Asthma presents all kinds of challenges: the need to monitor your environment for asthma triggers, moderate your exercise so that it doesn’t send your asthma out of control, and keep an inhaler close at all times. Then, there’s the fear that your asthma could flare into a full-blown attack at any time.
But even beyond these ongoing challenges, there’s the added worry that your asthma could increase your risk for complications from other illnesses.
Flu and asthma
Flu, or influenza, is a viral infection that attacks the nose, throat, and lungs. It is spread by airborne respiratory droplets (think coughs or sneezes), through touching contaminated surfaces, through skin contact (such as shaking hands), and through saliva exchange (kissing, drinking from the same glass).

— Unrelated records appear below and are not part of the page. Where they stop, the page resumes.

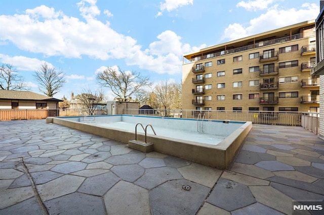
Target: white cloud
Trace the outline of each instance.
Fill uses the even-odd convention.
[[[0,15],[0,41],[10,41],[21,49],[40,53],[45,57],[80,59],[87,56],[101,60],[124,59],[129,65],[171,74],[181,73],[183,53],[198,48],[183,44],[181,37],[167,30],[158,35],[157,41],[151,43],[149,48],[143,50],[136,39],[116,32],[110,27],[109,22],[104,23],[95,18],[100,14],[96,2],[83,0],[78,3],[86,21],[45,6],[28,9],[23,14]],[[171,3],[173,3],[173,6],[165,5],[162,8],[172,10],[185,5],[184,1],[178,4],[166,2]],[[37,66],[28,66],[29,70],[34,70],[42,64],[35,61],[34,64]],[[25,67],[27,65],[26,64]]]
[[[140,69],[153,71],[159,74],[180,74],[182,72],[182,56],[184,53],[206,46],[191,47],[189,44],[183,44],[181,37],[175,32],[167,30],[157,38],[159,40],[151,42],[149,48],[144,51],[139,47],[126,59],[127,64],[138,65]]]
[[[96,5],[96,0],[82,0],[76,5],[82,16],[86,20],[94,19],[100,15],[100,11]],[[87,4],[88,3],[88,4]],[[90,5],[90,6],[88,5]]]
[[[108,10],[105,10],[104,11],[103,11],[103,13],[104,13],[104,14],[105,14],[106,16],[107,16],[108,17],[112,17],[113,16],[113,14],[112,14]]]
[[[241,1],[236,4],[236,7],[242,7],[249,11],[257,11],[259,10],[265,10],[268,6],[276,0],[249,0],[248,2]]]
[[[78,75],[75,74],[72,74],[70,75],[66,75],[65,76],[68,79],[85,79],[86,78],[84,75]]]
[[[40,65],[46,63],[50,67],[53,66],[45,61],[40,61],[36,58],[27,58],[24,56],[11,57],[0,53],[0,61],[3,64],[10,64],[15,65],[18,70],[35,71],[38,70]]]
[[[280,9],[277,6],[250,21],[244,26],[238,23],[229,25],[222,39],[233,40],[246,36],[316,19],[319,8],[315,4],[305,3],[300,8]]]
[[[193,0],[165,0],[164,3],[160,2],[160,11],[155,15],[155,18],[162,16],[164,11],[170,12],[188,5],[193,5]]]
[[[34,84],[30,81],[28,81],[28,82],[23,82],[23,83],[27,87],[31,87],[31,88],[35,88],[36,87],[38,87],[38,85],[37,85],[36,84]]]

The tell-tale signs of flu include fever and chills, muscle aches, headaches, cough, a runny or stuffed-up nose, and fatigue. But when flu attacks the already swollen and sensitive airways of someone with asthma, it can make a bad situation worse. Flu causes increased swelling of the airways so that it becomes difficult for asthmatics to breathe. It also revs up mucus production, which further constricts breathing.
Most kids don’t have to go to the hospital because they have flu, but of those that do, asthma is the most common medical condition. In fact, a six-year study published in the medical journal Pediatrics found that one-third of children hospitalized with flu had asthma. And both children and adults with asthma are more likely to develop pneumonia after contracting the flu. They’re also more prone to sinus and ear infections after flu.
- Preventing Flu
Although there’s no way to guarantee that you’ll stay flu-free, there are important steps you can take to minimize your risks. If you have asthma, it’s especially important that you get your flu vaccination. You should also adhere closely to your asthma treatment plan so that your asthma is well-controlled heading into flu season. And, of course, keep your hands away from your face, wash your hands, and disinfect surfaces.
COVID-19 and Asthma
Like influenza, COVID-19 targets the respiratory system (nose, throat, lungs). According to the AAAAI (American Academy of Allergy, Asthma and Immunology), the majority of studies show that people with asthma are not at a greater risk for developing COVID, nor are they at a greater risk for disease severity. However, the AAAAI warns that the best thing that people with asthma can do during the current pandemic is to keep their asthma under control.
If patients get lax with their medications and have an allergy attack, they may have to go to the hospital. That will usher in other problems, such as increasing their exposure to COVID-19 patients—or even getting turned away if hospital beds are full.
- Preventing COVID-19
We stand behind the CDC’s recommendations to vaccinate, wash hands, wear a mask, and social distance. Even though asthma has not been proven to increase COVID-19-associated risks, it can expose you to other unnecessary risks that can jeopardize your health.
Many other viruses have a heightened effect on people with asthma. For example, during the 2009 H1N1 pandemic, 44% of all children hospitalized due to the virus had asthma. Even the common cold can send your asthma into overdrive. Roughly 75% of asthmatics say that their asthma symptoms worsen under the influence of a common cold, and it is not unusual for colds to turn asthma into a full-blown medical emergency.
Control Your Asthma
According to the American Thoracic Society, more than 60% of Americans with severe asthma are not getting adequate medical care to help them manage their disease. If you or someone you know is living with uncontrolled asthma, see a doctor.
And if your asthma is allergy-related (as most asthma is), consider seeing an AllergyEasy physician for a safe, hassle-free treatment. These physicians can order an allergy test kit to find out which allergies are contributing to your asthma, then prescribe sublingual immunotherapy drops. The drops work like allergy shots, but they can be dosed as under-the-tongue drops instead of injections. And because they have a higher safety profile than shots, they work better for many asthma patients—including those with uncontrolled asthma. Remember that if allergies are causing your asthma, medications will only put a bandage on the symptoms, but they won’t fix the underlying problem.
If you have asthma, you know better than most about the importance of being proactive with your health. As we head into flu season and continue to battle the Covid-19 pandemic, make sure to take the steps necessary to stay at your best.